Individuals eligible for the award will have added to the body of knowledge on gender and disasters or furthered opportunities for women to succeed in the field. Recognizing that women and men rarely act alone, the award is also now open to gender and disaster-focused organizations which have made similar contributions.
2021 Award Winner: Melinda González
Melinda González is an Afro-Indigenous scholar, activist, and poet of Puerto Rican descent. She is a socio-cultural anthropologist who focuses on environmental anthropology and whose work maps how disaster impacts are differentially distributed across race, class, and gender. González uses decolonial and indigenous research methods to study new media technologies in environmental justice research.
A native of Newark, New Jersey, with an ancestral home in Moca, Puerto Rico, González’s dissertation research “Rhyming Through Disaster” examined the lived experiences of the survivors of Hurricane Maria in Puerto Rico and New York and how they used digital space, poetry, and community organizing in long-term disaster recovery. Her next project, tentatively titled, “Urban Water Wars,” will address racial disparities in the ongoing water crises in U.S. urban centers, particularly in Newark.

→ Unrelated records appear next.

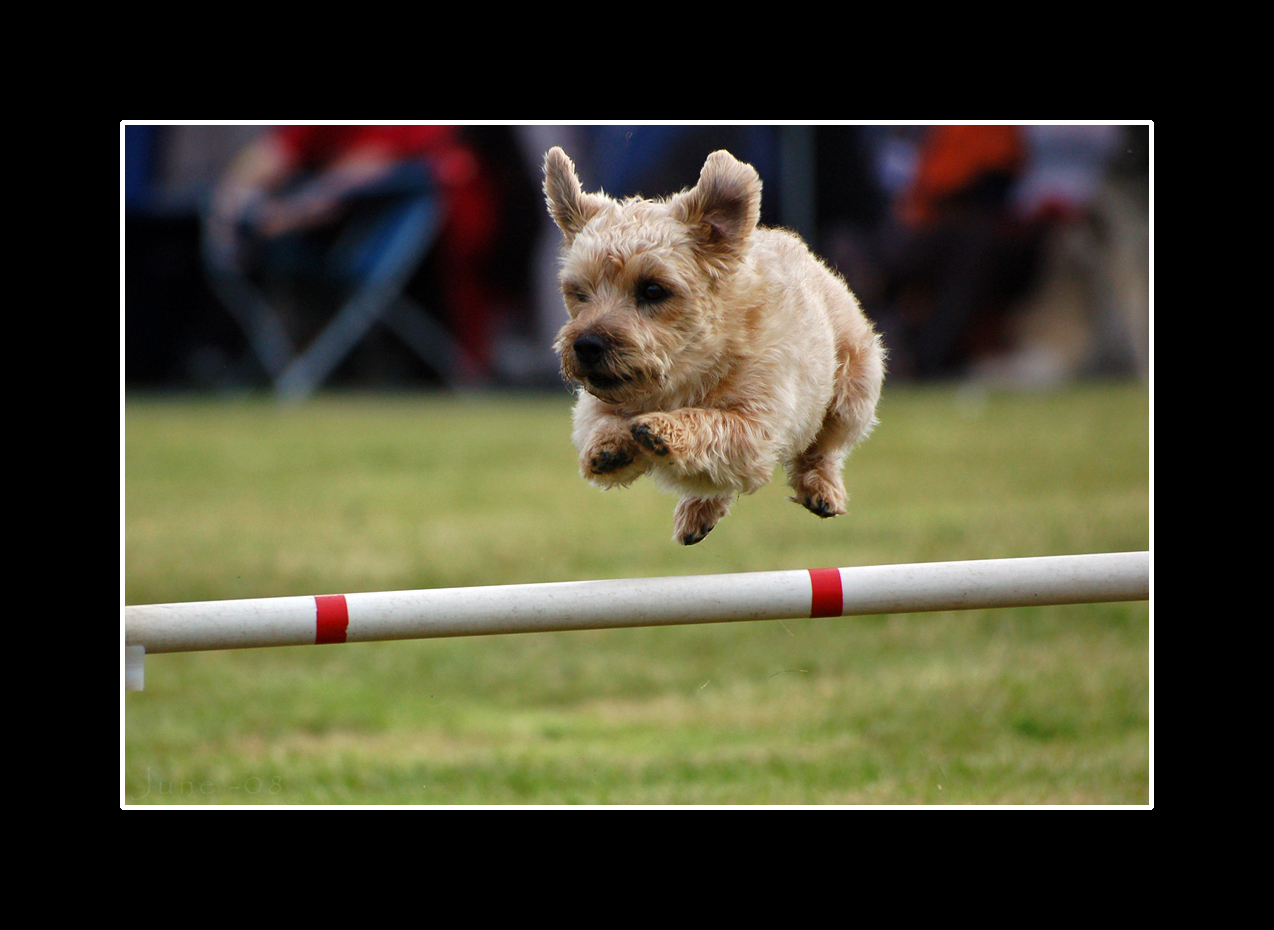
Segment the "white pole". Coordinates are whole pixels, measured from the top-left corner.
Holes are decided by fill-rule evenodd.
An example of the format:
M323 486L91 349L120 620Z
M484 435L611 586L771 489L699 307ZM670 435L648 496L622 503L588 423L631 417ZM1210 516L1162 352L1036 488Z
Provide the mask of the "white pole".
M1146 600L1150 553L492 585L124 608L145 653Z

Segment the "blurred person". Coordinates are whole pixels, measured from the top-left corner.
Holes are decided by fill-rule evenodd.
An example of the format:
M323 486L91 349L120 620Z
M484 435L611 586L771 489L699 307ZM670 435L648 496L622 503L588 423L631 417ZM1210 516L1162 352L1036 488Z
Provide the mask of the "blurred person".
M879 245L889 193L882 129L820 126L814 132L818 251L869 315L884 309Z
M370 235L378 210L426 193L439 196L444 211L435 248L449 328L485 368L490 307L481 258L493 211L457 127L274 127L249 144L217 184L205 253L214 273L259 287L291 341L303 345L358 284L333 278L335 250L348 244L342 234L362 224Z
M1134 372L1143 296L1121 278L1148 274L1149 205L1130 200L1114 174L1132 127L1024 127L1026 170L1014 210L1039 237L1038 280L1015 314L1015 351L995 361L1033 382L1082 373ZM1140 253L1140 254L1139 254Z
M995 350L1025 288L1035 242L1011 209L1026 163L1018 126L932 126L895 199L882 244L891 370L963 373Z

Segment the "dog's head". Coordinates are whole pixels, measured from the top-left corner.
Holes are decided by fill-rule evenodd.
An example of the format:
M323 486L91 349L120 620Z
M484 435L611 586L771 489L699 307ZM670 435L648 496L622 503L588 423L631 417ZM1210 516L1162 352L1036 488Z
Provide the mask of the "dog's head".
M584 193L553 148L544 193L565 237L560 280L571 320L554 348L566 378L615 404L684 396L710 378L760 216L756 171L714 152L690 190L613 200Z

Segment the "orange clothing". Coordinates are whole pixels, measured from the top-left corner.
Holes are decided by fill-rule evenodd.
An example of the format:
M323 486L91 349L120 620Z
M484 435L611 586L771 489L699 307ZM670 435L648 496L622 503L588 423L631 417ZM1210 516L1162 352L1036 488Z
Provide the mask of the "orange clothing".
M923 223L950 198L991 174L1015 175L1026 158L1018 126L934 126L925 141L902 215Z

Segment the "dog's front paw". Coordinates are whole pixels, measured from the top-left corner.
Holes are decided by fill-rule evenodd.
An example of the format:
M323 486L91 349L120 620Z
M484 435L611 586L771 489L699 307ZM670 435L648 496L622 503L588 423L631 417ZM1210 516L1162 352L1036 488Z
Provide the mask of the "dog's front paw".
M645 413L632 421L633 439L660 458L679 459L688 437L682 421L666 413Z
M663 437L655 433L645 423L639 423L633 427L633 439L641 443L643 448L650 450L658 456L668 454L668 444L664 442Z
M616 430L595 437L580 453L580 474L604 488L628 485L646 473L647 458L627 430Z
M591 450L586 468L590 475L609 475L627 468L632 463L632 449L626 446L613 446Z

González received a bachelor’s degree in anthropology from Barnard College, Columbia University, where her undergraduate research focused on the role of women in the New York Chapter of the Puerto Rican revolutionary civil rights organization, The Young Lords Party. In October 2012, she graduated with a master’s degree in anthropology from Rutgers University. Her work there examined poetry and hip hop as tools of resistance against femicide and colonial repression in Mexico and Puerto Rico. She received a PhD in Anthropology from Louisiana State University in May 2021 and will serve as a postdoctoral fellow at Rutgers’ Institute for the Study of Global Racial Justice in the fall. González has engaged in collaborative ethnographic writing and research on feminist anthropological approaches to creating research methods for anthropologists with disabilities and single parents in the academy. She believes that decolonizing the academy starts with providing graduate students and contingent faculty with livable wages and access to free medical and mental health care.
González is also a performance and spoken-word poet and a practitioner of the Brazilian martial art capoeira.
To see a list of all previous winners, please click here: Award Winners
Eligibility and Nomination
Nominations of individuals and disaster-focused organizations that have advanced gender-sensitive policy, practice, or research in the areas of disaster risk reduction will be accepted.
The selection committee is especially interested in nominations from outside the United States. Previously nominated individuals who have not won the Mary Fran Myers award are still eligible.
Award winners are invited to participate in the Workshop and will be acknowledged in the Workshop program. The winner is also invited to serve on the Mary Fran Myers Gender and Disaster Award selection committee.
The nomination period is now closed.
We would like to extend our thanks to the 2021 Mary Fran Myers Gender and Disaster Award Selection Committee: Kevin Blanchard, JC Gaillard, May Maloney, Debra Parkinson, and Cheney Shreve.
The Gender and Disaster Network consists of women and men from around the world interested in gender relations in the context of disasters. The network's goals are to document and analyze gendered experiences before, during, and after disasters and to conduct interdisciplinary and collaborative research projects.